Questões não menos relevantes: quem exercerá o controle sobre produção e distribuição? Será criada uma agência nacional? O Brasil não produz drogas, será então estimulado a fazê-lo para ter maior controle?
Sabemos também, dada a história política desta sociedade, que controles estatais sem lastro na opinião pública dificilmente terão êxito.
Do mesmo modo, campanhas para alertar quanto aos riscos tenderão ao fracasso caso não convençam os potenciais consumidores.
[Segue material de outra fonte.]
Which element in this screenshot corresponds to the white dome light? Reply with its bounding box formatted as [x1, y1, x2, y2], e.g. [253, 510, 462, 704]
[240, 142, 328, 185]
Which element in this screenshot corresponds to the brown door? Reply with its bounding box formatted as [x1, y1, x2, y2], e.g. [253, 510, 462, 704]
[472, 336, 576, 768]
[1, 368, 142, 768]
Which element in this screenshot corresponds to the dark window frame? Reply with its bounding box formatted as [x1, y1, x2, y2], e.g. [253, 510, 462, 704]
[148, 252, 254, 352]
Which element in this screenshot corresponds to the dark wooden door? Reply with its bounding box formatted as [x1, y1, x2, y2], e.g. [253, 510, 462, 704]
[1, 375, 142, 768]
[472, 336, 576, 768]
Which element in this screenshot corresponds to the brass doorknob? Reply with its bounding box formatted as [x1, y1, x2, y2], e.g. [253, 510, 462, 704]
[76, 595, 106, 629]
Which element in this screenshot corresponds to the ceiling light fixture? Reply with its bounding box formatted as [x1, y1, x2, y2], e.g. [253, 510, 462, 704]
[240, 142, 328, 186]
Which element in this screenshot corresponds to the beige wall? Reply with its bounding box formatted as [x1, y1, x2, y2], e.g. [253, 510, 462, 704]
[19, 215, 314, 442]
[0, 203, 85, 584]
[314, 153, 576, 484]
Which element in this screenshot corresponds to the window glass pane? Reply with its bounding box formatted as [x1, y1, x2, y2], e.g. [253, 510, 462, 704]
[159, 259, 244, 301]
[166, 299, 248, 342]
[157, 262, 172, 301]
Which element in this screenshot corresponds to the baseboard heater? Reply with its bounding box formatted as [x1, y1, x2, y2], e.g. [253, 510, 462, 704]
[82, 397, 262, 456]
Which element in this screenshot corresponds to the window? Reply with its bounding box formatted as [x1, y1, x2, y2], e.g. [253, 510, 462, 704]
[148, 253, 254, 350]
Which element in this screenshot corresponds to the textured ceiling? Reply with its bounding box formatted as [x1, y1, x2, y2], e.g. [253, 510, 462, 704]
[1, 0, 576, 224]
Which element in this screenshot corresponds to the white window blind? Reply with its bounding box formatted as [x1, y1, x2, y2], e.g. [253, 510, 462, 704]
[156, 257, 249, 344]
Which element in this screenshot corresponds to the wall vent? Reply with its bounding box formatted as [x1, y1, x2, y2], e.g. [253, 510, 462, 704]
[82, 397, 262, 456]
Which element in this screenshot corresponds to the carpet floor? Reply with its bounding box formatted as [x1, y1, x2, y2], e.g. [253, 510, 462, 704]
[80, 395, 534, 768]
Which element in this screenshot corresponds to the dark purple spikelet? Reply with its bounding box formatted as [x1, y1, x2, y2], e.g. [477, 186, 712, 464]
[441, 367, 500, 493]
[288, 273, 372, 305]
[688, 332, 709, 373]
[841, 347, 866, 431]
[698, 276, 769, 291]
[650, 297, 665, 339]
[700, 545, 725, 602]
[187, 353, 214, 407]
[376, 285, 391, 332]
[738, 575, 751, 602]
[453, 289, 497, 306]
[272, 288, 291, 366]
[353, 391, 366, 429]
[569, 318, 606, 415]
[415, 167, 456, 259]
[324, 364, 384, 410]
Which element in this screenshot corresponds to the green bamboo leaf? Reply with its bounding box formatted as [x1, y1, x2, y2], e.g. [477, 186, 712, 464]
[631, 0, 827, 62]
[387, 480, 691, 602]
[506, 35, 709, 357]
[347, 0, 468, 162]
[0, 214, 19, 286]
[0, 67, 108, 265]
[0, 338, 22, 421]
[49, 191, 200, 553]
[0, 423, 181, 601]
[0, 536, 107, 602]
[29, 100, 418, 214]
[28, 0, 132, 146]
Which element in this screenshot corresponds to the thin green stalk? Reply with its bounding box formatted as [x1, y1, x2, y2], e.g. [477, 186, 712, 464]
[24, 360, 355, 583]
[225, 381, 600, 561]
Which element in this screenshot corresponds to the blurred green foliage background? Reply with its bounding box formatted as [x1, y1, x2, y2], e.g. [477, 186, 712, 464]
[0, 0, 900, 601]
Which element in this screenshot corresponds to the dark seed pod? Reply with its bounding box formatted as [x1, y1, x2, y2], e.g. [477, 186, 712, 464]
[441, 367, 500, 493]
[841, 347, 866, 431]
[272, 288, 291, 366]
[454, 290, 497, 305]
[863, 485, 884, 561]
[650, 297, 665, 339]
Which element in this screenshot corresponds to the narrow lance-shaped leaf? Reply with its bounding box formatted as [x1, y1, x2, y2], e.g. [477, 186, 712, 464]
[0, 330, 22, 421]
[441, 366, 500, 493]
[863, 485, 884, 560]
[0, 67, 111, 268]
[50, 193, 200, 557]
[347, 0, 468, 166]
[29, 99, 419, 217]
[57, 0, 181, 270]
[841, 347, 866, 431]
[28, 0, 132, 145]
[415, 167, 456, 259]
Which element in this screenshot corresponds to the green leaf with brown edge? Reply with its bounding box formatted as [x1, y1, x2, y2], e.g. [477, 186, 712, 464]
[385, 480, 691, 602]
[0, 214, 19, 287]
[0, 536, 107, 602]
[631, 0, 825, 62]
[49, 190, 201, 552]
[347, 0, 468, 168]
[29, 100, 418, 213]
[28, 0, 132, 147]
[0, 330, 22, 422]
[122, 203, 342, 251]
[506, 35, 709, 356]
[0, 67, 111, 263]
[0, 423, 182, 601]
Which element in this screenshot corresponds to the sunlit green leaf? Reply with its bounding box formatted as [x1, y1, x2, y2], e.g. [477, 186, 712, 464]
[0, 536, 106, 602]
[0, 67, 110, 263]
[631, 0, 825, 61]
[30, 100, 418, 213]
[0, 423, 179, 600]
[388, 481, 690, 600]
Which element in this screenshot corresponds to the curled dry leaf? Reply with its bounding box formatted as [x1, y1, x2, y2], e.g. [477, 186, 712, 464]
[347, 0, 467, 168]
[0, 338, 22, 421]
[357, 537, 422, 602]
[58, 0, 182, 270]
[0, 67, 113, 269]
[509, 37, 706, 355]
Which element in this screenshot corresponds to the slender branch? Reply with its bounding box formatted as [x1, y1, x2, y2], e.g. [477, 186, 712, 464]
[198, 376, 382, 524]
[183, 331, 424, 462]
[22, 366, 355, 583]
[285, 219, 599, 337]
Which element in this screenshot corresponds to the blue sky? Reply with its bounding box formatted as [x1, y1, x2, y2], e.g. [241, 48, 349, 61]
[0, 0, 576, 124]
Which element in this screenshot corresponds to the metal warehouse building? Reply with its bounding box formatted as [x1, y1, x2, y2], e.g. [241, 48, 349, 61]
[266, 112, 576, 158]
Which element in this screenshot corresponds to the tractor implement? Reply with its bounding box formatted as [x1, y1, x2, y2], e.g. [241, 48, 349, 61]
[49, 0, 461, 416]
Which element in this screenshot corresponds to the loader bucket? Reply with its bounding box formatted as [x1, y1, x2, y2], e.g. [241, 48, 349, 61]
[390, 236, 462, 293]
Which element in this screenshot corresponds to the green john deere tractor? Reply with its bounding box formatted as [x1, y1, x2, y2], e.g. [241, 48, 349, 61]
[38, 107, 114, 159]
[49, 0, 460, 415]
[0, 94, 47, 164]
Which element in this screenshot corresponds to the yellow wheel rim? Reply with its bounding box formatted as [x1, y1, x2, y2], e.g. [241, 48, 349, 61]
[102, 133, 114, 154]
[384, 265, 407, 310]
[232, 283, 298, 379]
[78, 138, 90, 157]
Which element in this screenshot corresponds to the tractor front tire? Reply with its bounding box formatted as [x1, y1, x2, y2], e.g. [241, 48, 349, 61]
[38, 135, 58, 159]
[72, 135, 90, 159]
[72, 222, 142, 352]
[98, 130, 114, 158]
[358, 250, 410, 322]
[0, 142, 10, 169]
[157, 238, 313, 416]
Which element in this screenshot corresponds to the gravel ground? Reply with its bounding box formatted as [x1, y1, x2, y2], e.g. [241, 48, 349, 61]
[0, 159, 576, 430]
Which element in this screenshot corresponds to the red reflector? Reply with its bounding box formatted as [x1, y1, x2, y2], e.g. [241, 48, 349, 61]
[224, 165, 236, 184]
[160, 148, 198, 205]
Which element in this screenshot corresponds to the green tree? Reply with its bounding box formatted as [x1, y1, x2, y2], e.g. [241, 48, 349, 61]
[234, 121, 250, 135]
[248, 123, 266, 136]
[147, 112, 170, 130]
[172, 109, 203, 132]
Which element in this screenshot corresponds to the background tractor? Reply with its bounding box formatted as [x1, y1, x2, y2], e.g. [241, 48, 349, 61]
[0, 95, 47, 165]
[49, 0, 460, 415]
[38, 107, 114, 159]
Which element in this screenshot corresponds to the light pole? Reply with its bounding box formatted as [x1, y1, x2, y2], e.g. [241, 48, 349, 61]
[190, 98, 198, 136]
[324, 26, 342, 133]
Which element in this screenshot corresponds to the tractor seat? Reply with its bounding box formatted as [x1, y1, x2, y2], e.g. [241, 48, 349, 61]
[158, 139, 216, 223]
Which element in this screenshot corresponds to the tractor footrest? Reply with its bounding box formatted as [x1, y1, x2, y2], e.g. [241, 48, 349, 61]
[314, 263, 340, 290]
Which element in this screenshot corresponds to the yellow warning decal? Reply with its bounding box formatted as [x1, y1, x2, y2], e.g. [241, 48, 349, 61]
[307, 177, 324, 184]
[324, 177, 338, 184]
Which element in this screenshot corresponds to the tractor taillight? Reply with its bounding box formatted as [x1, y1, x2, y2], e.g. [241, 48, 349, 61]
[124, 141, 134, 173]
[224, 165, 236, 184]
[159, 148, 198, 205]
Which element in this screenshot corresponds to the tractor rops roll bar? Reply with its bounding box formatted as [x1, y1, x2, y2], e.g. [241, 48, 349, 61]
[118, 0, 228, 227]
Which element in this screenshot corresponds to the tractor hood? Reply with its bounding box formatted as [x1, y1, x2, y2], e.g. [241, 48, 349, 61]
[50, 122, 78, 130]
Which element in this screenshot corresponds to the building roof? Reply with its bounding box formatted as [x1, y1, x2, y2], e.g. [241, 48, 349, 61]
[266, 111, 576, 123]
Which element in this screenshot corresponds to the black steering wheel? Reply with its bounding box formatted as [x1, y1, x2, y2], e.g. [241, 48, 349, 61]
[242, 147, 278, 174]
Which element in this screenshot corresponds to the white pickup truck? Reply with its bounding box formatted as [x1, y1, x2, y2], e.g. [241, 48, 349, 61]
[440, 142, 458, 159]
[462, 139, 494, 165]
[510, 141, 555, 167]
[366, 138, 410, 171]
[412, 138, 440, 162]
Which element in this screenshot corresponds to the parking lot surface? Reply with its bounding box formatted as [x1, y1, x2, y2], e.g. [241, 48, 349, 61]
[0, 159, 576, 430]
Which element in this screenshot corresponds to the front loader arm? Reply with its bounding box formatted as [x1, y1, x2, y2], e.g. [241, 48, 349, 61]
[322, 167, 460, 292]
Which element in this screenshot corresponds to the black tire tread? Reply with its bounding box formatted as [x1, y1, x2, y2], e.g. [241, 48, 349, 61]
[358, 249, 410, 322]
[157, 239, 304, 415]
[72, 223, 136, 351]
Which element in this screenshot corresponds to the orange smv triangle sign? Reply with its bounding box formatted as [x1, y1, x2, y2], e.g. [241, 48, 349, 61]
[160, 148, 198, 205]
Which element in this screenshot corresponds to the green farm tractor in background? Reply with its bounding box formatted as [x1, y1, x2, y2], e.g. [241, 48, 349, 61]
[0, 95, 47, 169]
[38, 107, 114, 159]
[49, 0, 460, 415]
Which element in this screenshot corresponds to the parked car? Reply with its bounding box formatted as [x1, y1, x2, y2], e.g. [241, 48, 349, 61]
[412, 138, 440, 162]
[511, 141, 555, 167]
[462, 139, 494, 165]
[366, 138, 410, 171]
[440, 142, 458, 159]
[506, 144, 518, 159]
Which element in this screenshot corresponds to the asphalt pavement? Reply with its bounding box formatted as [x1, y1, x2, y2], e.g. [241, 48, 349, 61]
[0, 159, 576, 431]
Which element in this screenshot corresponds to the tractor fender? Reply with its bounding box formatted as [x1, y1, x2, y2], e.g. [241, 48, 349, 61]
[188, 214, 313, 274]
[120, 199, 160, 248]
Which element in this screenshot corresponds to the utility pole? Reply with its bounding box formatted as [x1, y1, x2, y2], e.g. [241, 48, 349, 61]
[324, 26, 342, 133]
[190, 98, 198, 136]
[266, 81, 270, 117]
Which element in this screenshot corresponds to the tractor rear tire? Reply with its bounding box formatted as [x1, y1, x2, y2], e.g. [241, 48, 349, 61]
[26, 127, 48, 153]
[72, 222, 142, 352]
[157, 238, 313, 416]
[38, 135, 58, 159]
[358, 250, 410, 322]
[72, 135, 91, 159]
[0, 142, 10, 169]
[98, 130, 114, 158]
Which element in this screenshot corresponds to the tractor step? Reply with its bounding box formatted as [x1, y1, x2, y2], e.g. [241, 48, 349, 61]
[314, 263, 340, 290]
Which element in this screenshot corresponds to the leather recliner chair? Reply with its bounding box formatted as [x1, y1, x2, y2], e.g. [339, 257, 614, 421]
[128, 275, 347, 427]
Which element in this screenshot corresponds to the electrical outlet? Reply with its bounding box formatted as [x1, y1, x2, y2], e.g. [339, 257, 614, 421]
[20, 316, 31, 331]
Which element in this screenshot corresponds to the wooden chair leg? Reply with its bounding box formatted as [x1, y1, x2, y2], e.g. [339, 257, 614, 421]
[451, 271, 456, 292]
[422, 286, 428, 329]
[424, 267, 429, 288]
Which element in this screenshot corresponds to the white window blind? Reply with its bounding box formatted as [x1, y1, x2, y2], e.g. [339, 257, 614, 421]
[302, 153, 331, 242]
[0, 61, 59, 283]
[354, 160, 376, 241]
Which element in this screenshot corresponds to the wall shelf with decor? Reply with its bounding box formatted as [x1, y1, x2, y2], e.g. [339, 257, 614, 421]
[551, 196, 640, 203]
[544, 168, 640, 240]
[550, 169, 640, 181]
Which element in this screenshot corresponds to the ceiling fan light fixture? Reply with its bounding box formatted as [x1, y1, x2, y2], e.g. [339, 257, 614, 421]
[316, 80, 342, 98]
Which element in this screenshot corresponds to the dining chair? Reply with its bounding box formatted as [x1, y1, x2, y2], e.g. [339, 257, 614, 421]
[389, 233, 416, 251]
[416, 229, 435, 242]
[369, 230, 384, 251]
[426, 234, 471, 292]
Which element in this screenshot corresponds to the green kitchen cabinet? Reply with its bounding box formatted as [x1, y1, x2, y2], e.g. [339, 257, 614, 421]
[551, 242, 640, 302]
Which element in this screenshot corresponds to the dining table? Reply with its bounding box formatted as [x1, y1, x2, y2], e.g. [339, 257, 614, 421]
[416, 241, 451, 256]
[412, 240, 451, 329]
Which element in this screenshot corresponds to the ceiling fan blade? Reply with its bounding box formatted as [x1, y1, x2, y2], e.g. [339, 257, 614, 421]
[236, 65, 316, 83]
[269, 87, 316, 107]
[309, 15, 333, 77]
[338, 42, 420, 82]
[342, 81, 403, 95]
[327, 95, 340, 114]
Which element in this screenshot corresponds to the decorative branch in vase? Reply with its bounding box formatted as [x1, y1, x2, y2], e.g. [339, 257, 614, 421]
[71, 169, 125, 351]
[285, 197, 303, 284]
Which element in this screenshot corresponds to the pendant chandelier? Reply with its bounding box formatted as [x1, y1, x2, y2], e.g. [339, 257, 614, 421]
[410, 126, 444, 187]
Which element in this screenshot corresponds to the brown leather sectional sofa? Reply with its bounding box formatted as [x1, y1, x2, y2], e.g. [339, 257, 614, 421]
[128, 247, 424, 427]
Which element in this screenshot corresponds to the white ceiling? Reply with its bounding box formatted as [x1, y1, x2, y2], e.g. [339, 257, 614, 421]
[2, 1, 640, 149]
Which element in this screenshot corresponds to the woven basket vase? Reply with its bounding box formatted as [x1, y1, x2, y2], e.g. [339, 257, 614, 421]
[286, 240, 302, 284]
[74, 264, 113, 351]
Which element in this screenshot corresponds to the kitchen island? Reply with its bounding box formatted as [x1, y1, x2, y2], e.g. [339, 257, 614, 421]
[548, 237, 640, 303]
Por fim, uma política nacional não acompanhada pelos países de fronteira, em particular os produtores, poderá tornar o Brasil um território livre para consumo de drogas, com todas as consequências indesejáveis.
Por isso, seria importante melhor conhecer a experiência acumulada em países que relaxaram os controles, como é o caso da Holanda.
O debate, necessário e oportuno, requer pesar todos esses aspectos e evitar tanto as defesas apaixonadas quanto a prisão do moralismo conservador.
Sérgio Adorno, professor titular, é coordenador do NEV-USP, do INCT-CNPq Violência, Democracia e Segurança Cidadã e da Cátedra UNESCO de Educação para a Paz, Direitos Humanos, Democracia e Tolerância.